Saat ini yang menjadi landasan penerapan HAM dunia adalah deklarasi universal HAM, UDHR yang ditandatangani pada 10 Desember 1948 di Paris, Prancis, dan merupakan pandangan Majelis Umum PBB tentang jaminan HAM kepada semua orang.
Pada Pasal 1 Deklarasi Universal HAM disebutkan, "semua orang dilahirkan merdeka dan mempunyai martabat dan hak-hak yang sama. Mereka dikaruniai akal dan hati nurani dan hendaknya bergaul satu sama lain dalam persaudaraan".
Akan tetapi pasal mendasar ini bahkan diinjak-injak oleh negara-negara perumusnya sendiri, oleh karena itu sejumlah negara mendeklarasikan HAM tandingan yang lebih sesuai dengan budaya dan nilai-nilai pribumi.
Ada tiga hal yang menyebabkan perbedaan konsep HAM ini,
Pertama, HAM dalam pandangan sepihak Barat, secara praktis telah dijadikan alat untuk menekan negara lain.
Kedua, definisi sepihak konsep HAM oleh Barat, kebanyakan mengandung substansi politik.
Ketiga, terdapat sejumlah perbedaan mendasar antara pandangan materialistis, dan idealis tentang HAM. Sebagai contoh, hak hidup manusia seperti terhindar dari penjajahan, dan hak melawan penjajahan atau hak melawan pelanggaran terhadap kehidupan manusia, juga hak untuk hidup di lingkungan yang bersih, terhindar dari kerusakan moral dan keamanan dalm menjalankan keyakinan agama, semuanya tidak tercantum dalam Deklarasi Universal HAM.
Sunggu disayangkan banyak peristiwa menyedihkan terjadi setiap hari di berbagai belahan dunia yang menunjukkan pelanggaran tegas terhadap HAM dan terus berulang. Hal ini merupakan buah dari motif politik yang bersembunyi di balik topeng HAM. Contoh nyata adalah perilaku tidak manusiawi Amerika Serikat di dunia.
Pemimpin Besar Revolui Islam Iran atau Rahbar, Ayatullah Sayid Ali Khamenei sehubungan dengan hal ini mengatakan, di dunia ini tidak ada negara yang melakukan pelanggaran HAM seperti Amerika. Amerika bukan saja tidak percaya pada HAM, ia juga tidak meyakini martabat, kemuliaan manusia, dan suara rakyat. Meski dari mulut Amerika selalu keluar pernyataan-pernyataan tentang kebebasan, HAM dan semisalnya, tapi itu hanyalah penghinaan terhadap kebebasan dan HAM.

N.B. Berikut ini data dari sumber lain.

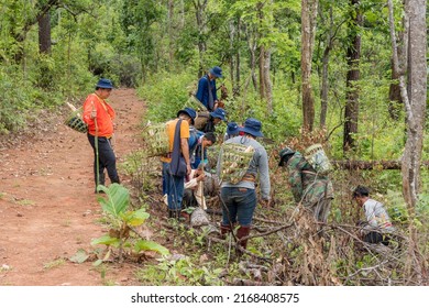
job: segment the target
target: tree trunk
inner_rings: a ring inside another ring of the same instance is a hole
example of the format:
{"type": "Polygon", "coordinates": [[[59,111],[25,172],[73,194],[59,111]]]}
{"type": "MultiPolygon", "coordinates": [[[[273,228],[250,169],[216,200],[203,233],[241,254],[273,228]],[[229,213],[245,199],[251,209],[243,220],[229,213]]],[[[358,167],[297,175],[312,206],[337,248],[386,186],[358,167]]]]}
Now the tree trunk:
{"type": "Polygon", "coordinates": [[[327,43],[323,51],[322,57],[322,85],[320,92],[320,128],[323,129],[327,123],[327,114],[328,114],[328,94],[329,94],[329,56],[332,50],[332,41],[333,41],[333,15],[332,15],[332,7],[329,8],[329,31],[327,34],[327,43]]]}
{"type": "Polygon", "coordinates": [[[273,85],[270,77],[271,68],[271,50],[265,50],[264,55],[264,87],[265,87],[265,100],[266,100],[266,111],[268,116],[273,113],[273,85]]]}
{"type": "Polygon", "coordinates": [[[407,141],[402,161],[403,195],[410,216],[409,246],[406,279],[417,279],[421,284],[427,279],[425,260],[419,253],[415,223],[416,206],[420,189],[420,162],[425,133],[427,100],[426,63],[426,0],[405,2],[404,45],[402,58],[398,58],[392,0],[388,0],[392,50],[396,72],[399,73],[400,95],[406,109],[407,141]],[[413,47],[411,47],[413,46],[413,47]],[[408,87],[405,72],[408,72],[408,87]]]}
{"type": "Polygon", "coordinates": [[[392,82],[388,89],[388,113],[395,121],[399,120],[399,105],[403,103],[399,88],[399,74],[395,70],[395,65],[392,61],[392,82]]]}
{"type": "Polygon", "coordinates": [[[359,121],[359,87],[356,81],[360,79],[359,63],[361,58],[361,35],[360,28],[363,23],[363,16],[360,9],[360,0],[351,0],[352,15],[354,19],[351,22],[349,35],[351,45],[346,51],[349,70],[346,74],[346,92],[345,92],[345,109],[344,109],[344,136],[343,136],[343,152],[344,155],[350,150],[356,147],[354,134],[358,133],[359,121]]]}
{"type": "Polygon", "coordinates": [[[195,14],[197,19],[198,26],[198,55],[199,55],[199,68],[198,68],[198,77],[202,77],[205,73],[205,63],[204,55],[206,53],[206,7],[207,0],[194,0],[195,14]]]}
{"type": "Polygon", "coordinates": [[[38,19],[38,52],[50,55],[51,45],[51,14],[47,11],[38,19]]]}
{"type": "Polygon", "coordinates": [[[232,91],[233,97],[240,96],[240,82],[241,82],[241,78],[240,78],[240,48],[239,48],[239,44],[240,44],[240,41],[241,41],[240,31],[241,31],[241,18],[238,16],[237,18],[237,43],[238,43],[238,47],[237,47],[237,51],[235,51],[235,90],[232,91]]]}
{"type": "Polygon", "coordinates": [[[311,62],[315,45],[318,0],[301,0],[302,128],[312,131],[315,98],[311,91],[311,62]]]}
{"type": "Polygon", "coordinates": [[[174,23],[174,0],[168,0],[167,3],[168,8],[168,58],[169,58],[169,70],[173,68],[174,63],[174,30],[173,30],[173,23],[174,23]]]}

Isu HAM yang pada kenyataannya dipengaruhi standar ganda Barat, telah terjebak dalam politisasi akut, dan kepentingan politik telah menjauhkan organisasi-organisasi internasional dari dukungan nyata atas HAM. Hal ini bertolak belakang dengan harapan masyarakat dunia atas HAM.
Hari "HAM Islam dan Kemuliaan Manusia" kemudian menjadi peluang untuk menunjukkan visi baru tentang konsep HAM yang bersandar pada nilai-nilai kemanusiaan, dan terhindar dari perilaku reaksioner dalam menyikapi standar ganda Barat terkait HAM. (HS)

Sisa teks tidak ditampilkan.